3rd February 2022 : 14:00 - 15:00
Speaker: Simon Marginson, University of Oxford
Location: Zoom webinar, registration required
Space making in knowledge and higher education opens up new freedoms but is inevitably subject to contestation over power. Geo-cognitive scales such ‘the global’ or ‘the national’ are constituted by three elements: the material (structural), the imagination/interpretation of agents, and the social practices of agents. ‘Global’ higher education is neither good or bad in itself – it depends on how we understand it and what we do with it.
In the weakly regulated space across and between nation-states there is a vast range of possibilities, potential to advance our cooperation and address our greatest challenges.

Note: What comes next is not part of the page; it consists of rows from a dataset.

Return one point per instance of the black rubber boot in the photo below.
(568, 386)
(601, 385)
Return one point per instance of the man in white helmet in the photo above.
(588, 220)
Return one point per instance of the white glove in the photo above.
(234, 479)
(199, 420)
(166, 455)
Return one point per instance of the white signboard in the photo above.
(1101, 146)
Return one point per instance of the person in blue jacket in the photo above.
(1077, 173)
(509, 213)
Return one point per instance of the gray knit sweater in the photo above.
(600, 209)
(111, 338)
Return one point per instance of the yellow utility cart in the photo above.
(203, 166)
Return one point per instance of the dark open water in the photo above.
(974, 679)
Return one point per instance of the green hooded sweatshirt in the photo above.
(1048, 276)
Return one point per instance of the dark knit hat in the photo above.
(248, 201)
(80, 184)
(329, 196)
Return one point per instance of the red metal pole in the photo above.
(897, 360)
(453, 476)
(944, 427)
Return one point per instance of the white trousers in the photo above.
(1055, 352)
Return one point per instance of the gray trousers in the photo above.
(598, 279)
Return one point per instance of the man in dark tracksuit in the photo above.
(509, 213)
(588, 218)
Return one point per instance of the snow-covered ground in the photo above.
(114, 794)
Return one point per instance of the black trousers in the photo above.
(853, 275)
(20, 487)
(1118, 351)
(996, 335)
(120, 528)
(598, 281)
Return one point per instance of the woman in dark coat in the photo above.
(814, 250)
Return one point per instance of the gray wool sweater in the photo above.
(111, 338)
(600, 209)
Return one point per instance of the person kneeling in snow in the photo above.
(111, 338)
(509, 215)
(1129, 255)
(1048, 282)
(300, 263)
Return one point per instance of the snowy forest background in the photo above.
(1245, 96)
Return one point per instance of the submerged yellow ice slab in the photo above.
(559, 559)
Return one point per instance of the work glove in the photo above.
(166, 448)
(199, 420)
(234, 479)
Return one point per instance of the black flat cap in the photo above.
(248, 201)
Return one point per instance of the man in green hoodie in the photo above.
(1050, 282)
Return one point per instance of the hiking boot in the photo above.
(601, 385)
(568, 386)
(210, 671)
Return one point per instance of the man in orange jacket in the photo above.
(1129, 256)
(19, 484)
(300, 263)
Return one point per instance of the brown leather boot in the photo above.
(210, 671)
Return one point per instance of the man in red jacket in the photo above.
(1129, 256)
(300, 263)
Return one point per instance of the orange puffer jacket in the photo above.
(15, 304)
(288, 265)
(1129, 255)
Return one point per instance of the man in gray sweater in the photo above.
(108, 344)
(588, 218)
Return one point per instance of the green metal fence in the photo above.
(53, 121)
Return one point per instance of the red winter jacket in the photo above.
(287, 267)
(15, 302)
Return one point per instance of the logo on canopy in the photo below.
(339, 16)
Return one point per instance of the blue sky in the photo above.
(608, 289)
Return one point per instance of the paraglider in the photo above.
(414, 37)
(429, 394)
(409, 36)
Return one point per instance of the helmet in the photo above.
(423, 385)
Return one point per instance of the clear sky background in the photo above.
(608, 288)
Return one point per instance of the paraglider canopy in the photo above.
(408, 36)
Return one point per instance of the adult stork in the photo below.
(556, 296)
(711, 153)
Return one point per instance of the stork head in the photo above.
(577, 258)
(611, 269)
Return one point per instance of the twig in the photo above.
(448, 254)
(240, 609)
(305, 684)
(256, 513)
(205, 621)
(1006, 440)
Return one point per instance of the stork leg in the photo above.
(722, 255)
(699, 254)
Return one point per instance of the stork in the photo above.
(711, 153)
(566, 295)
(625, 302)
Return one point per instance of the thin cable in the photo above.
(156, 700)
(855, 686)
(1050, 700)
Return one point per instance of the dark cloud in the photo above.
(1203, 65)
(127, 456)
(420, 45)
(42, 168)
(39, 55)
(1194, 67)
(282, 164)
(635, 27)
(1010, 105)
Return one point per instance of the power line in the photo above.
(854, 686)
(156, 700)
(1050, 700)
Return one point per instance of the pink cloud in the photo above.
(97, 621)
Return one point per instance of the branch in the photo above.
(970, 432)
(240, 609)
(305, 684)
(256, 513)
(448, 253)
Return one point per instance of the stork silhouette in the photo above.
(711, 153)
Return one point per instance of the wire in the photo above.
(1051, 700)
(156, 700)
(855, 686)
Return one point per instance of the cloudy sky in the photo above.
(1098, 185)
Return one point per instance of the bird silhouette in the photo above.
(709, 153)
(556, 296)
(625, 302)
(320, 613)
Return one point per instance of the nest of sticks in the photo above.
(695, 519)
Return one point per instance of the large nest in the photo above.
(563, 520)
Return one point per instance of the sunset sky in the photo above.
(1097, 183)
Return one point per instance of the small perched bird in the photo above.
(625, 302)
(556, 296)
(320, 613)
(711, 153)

So far, since the roll-out of the Internet in the 1990s, global higher education has had a mixed record. It has seen remarkable openness, dynamism and innovations, and also old/new forms of hierarchy, capture and closure. Potentials for multi-scalar understanding and ‘thinking through the world’ (Zhao Tingyang) have been enhanced. However, the more common perspectives have been methodological globalism, which exaggerates the weight of the global; and methodological nationalism, which shrinks from the openness of global relations, reasserts familiar controls and blocks one-world potentials from view. Joined together, these two limiting ways of thinking are mobilised to justify a Euro-American (and primarily Anglo-American) monoculture in higher education and knowledge. Methodological globalism facilitates the neo-liberal claim to intervene anywhere in the higher education world without regard for local traditions and agents or their potential to contribute to the global conversation. Methodological nationalism justifies claims to cultural superiority without any obligation to engage with the other. Neoliberal globalisation takes the national interests of neo-imperial countries, and their worldviews and ideologies, to every corner of higher education. Fortunately, this does not exhaust the open possibilities of global higher education. Like geo-politics as a whole, the higher education world is moving towards multi-polarity; and though the epistemic regime is still closed, nothing stays the same for very long. Higher education and knowledge-building foster agency. People in higher education can build cross-border relations based on mutual respect, appreciation of national and cultural diversity, and awareness of our common fate.
This webinar is part of the free public seminar programme hosted by the Centre for Global Higher Education (CGHE).